3.1.2 Glucose tolerance

In the IPGTT, animals on HFD showed higher levels of fasting blood glucose (121.6 ± 10.4 mg/dL) than those in SD (98 ± 10.8 mg/dL), although the difference was no significant (Figure 1B). The AUC was comparable between groups (Supplementary Figure 2A).

3.1.3 ITT

Insulin resistance was comparable between groups in animals on HFD or SD (Figure 1C). The AUC was comparable between groups (Supplementary Figure 2A).

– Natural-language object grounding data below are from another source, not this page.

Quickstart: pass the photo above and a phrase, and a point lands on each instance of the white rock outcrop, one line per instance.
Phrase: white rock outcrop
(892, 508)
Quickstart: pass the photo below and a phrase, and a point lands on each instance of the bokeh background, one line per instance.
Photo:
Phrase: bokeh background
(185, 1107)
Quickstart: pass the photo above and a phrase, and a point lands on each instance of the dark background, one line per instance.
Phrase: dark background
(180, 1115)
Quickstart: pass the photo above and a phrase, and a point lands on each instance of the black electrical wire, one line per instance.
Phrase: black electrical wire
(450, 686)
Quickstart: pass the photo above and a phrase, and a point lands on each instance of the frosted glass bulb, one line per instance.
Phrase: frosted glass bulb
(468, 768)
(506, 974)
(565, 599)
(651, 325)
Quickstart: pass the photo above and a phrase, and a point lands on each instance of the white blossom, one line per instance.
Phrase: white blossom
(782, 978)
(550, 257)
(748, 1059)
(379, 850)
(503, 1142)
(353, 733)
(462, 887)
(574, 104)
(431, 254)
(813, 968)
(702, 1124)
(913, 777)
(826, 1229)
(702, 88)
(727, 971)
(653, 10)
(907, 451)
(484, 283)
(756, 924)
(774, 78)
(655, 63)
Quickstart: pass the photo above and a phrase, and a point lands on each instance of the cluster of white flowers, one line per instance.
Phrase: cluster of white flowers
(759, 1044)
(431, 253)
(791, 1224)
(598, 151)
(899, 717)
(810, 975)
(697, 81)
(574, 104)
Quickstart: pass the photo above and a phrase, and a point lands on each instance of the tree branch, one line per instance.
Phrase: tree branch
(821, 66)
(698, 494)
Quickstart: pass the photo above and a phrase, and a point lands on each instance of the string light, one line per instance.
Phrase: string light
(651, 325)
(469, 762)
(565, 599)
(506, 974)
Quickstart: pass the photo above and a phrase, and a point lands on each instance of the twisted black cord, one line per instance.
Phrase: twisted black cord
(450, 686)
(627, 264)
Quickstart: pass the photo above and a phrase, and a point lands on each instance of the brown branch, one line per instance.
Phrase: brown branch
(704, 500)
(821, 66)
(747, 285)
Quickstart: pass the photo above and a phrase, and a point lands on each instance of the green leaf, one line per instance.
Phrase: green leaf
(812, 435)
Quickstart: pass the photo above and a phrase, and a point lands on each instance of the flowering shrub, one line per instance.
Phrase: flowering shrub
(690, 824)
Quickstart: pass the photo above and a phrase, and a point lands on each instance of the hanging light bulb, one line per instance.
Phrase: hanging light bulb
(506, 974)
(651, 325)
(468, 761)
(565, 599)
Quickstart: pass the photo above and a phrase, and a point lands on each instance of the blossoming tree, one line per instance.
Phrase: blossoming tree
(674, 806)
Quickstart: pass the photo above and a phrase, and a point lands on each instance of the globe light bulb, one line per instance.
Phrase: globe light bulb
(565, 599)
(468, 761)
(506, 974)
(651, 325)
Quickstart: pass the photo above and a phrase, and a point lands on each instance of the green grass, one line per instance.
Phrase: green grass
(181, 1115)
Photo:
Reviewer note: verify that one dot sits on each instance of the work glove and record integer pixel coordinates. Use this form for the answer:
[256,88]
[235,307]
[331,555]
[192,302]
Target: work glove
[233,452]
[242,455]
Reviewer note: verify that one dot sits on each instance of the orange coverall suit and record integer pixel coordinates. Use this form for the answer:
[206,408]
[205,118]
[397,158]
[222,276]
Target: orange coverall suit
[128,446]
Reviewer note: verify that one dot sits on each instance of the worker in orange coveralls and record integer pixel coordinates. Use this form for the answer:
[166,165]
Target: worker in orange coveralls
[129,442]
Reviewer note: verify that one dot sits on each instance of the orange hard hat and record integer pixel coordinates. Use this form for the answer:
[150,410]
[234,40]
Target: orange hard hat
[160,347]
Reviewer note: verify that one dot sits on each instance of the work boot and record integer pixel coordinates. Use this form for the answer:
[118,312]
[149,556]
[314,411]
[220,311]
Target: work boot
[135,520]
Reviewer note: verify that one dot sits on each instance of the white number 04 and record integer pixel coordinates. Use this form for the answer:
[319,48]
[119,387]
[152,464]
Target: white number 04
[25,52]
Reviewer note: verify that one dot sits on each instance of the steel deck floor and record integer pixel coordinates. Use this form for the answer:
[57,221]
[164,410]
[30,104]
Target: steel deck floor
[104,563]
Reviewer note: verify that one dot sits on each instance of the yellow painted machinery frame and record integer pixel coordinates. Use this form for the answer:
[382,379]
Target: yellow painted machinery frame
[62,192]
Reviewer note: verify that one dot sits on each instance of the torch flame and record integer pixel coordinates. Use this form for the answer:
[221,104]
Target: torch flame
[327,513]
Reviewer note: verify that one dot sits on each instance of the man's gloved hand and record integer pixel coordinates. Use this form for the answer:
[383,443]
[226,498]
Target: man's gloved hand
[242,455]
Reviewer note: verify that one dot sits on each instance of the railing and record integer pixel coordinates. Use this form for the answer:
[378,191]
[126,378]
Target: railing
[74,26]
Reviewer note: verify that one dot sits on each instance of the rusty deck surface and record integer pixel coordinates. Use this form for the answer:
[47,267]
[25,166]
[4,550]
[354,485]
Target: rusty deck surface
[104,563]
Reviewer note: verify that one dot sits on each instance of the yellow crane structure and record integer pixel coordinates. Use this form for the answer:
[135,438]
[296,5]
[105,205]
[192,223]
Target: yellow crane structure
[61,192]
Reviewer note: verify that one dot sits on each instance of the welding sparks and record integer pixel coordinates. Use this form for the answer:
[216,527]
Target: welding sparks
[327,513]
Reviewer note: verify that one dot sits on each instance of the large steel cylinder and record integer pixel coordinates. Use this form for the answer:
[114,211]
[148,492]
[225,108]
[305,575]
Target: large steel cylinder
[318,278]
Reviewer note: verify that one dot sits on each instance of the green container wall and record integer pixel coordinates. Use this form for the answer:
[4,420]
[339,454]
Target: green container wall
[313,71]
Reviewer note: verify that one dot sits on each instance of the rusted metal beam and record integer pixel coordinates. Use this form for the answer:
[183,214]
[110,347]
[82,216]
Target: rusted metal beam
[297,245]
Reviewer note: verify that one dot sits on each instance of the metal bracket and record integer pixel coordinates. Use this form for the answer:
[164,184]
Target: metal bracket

3.2 Induction of PTDM by the administration of TAC

After the induction of metabolic syndrome, 1 mg/kg of TAC or VEH was administered during consecutives 15 days. The following changes were observed:

3.2.1 Body weight

No major changes in body weight were observed in all groups. Animals in HFD with or without TAC remained more obese compared to those in SD (p ≤ 0.0081) (HFD+TAC: 556.3 ± 46.0 g; HFD+VEH: 582.6 ± 62.3 g; SD+TAC: 384.0 ± 22.4 g; SD+VEH: 402.0 ± 43.7 g) (Figure 1A). Animals on HFD increase 79.4% their body weight and animals on SD 55.7%. HFD groups presented a body weight gain of 23,6% more than animals in SD.

3.2.2 Glucose tolerance

In obese animals, TAC induced severe glucose intolerance from 15 to 120 min in IPGTT reaching blood glucose levels of 600 mg/dL in IPGTT at 120 min (p ≤ 0.0001 vs. HFD+VEH) (Figure 2A). Animals in SD (with TAC or VEH) did not have hyperglycaemia in IPGTT (≤200 mg/dL) (Figure 2A). The AUC was higher in animals on HFD+TAC (2500 ± 212,5) compared to those on HFD+VEH (1996 ± 516,7) (p ≤ 0.011) (Supplementary Figure 2B).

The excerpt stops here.